Sandra
Mi svegliai di soprassalto, come se mi avessero dato un ceffone: non era stata Frida a mettermi la fiala in borsa. Erano stati Fred e Karin per incastrarmi ancora di più nella trappola che mi avevano teso. E lo avevano fatto perché io non avessi altra scelta che entrare nella Confraternita. Mi volevano lì perché avrei fornito loro un nuovo essere da crescere a loro immagine e somiglianza. Mi faceva male il fianco, ma non avevo la febbre. Adesso mi sentivo solo disorientata, all’improvviso non sapevo dove mi trovavo. Era una stanza d’albergo. Chiusi di nuovo gli occhi: era la camera di Julián e lui non c’era. Era l’una e mezzo. Ricordavo la botta che avevo preso e l’ospedale. Ormai ero libera. Mi alzai per andare in bagno e vidi la colazione sul tavolo e un biglietto in cui Julián mi diceva di non uscire dalla stanza. Aprii le tende. Che bella terrazza. Si vedevano i tetti e in fondo una striscia sottilissima di mare. Aprii la porta a vetri e respirai. Mi avvolse un fresco molto gradevole che si trasformò velocemente in freddo. Bevvi un bicchiere d’acqua da una bottiglia che c’era lì, poi mi rimisi a letto. Forse avrei dovuto smettere di preoccuparmi del fatto che la vita non avesse senso. Ci sono persone che se ne rendono conto molto in fretta e programmano tutto sulla breve distanza, altre ci mettono di più e per un po’ vivono in un’illusione, come me.
Io avevo vissuto in un’illusione fino a quel momento. Adesso sapevo che la realtà dipendeva da me. Non volevo né potevo tornare a Villa Sol, eppure non mi sentivo in grado di lasciare Dianium senza rivedere Alberto, senza chiedergli di abbandonare quello schifo di Confraternita e di iniziare una nuova vita con me. E mi dava fastidio che le mie cose, per quanto poche fossero, rimanessero nelle mani dei norvegesi. Avrei preferito buttarle nella spazzatura.

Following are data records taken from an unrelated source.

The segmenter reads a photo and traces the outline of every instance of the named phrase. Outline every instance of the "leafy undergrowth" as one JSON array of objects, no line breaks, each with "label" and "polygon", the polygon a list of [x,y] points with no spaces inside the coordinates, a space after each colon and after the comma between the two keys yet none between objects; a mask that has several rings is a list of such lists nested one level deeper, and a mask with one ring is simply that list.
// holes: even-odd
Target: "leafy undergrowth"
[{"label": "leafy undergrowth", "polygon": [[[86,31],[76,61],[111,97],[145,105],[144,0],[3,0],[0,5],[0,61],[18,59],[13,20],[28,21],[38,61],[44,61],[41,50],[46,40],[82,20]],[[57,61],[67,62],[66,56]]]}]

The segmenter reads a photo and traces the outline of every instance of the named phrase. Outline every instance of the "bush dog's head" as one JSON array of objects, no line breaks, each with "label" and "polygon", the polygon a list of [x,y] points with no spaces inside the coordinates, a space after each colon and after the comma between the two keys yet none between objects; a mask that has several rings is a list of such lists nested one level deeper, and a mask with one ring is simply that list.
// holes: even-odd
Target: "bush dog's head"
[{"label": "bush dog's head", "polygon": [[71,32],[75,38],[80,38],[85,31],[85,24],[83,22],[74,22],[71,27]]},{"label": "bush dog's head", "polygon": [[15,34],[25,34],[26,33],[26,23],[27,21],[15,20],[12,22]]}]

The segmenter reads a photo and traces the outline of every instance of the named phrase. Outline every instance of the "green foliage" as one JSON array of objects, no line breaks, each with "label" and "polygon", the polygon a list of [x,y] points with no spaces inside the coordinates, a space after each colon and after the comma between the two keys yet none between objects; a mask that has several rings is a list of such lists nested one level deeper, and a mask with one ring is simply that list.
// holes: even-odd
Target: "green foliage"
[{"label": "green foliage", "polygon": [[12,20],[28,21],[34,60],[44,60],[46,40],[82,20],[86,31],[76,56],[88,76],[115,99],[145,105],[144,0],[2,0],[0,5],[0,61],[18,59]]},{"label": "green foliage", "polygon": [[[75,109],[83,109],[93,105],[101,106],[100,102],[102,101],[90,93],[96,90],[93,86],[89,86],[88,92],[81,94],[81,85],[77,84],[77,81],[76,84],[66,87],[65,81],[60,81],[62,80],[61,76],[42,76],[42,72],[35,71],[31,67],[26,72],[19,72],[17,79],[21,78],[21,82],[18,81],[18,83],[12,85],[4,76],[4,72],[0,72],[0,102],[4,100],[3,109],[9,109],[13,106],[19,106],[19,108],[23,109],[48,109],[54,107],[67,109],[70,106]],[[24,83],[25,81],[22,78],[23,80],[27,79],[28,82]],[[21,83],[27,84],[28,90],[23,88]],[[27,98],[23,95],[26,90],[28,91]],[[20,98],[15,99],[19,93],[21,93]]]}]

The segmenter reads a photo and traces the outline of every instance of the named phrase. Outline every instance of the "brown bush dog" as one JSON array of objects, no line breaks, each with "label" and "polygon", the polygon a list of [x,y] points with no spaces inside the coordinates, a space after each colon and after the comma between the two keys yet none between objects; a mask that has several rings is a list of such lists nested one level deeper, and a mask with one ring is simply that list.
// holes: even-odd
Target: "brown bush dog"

Quando mi svegliai di nuovo erano le tre. Avevo fame. Mangiai, feci una doccia e mi vestii. Uscii a respirare in terrazza. Adesso sì che quell’avventura era finita per me. Avevo la terribile sensazione che non avrei rivisto Alberto. Sentivo che era come gli amori estivi dell’adolescenza, che restano rinchiusi in quel mese di vacanza come la farfalla che avevo tatuata sulla caviglia.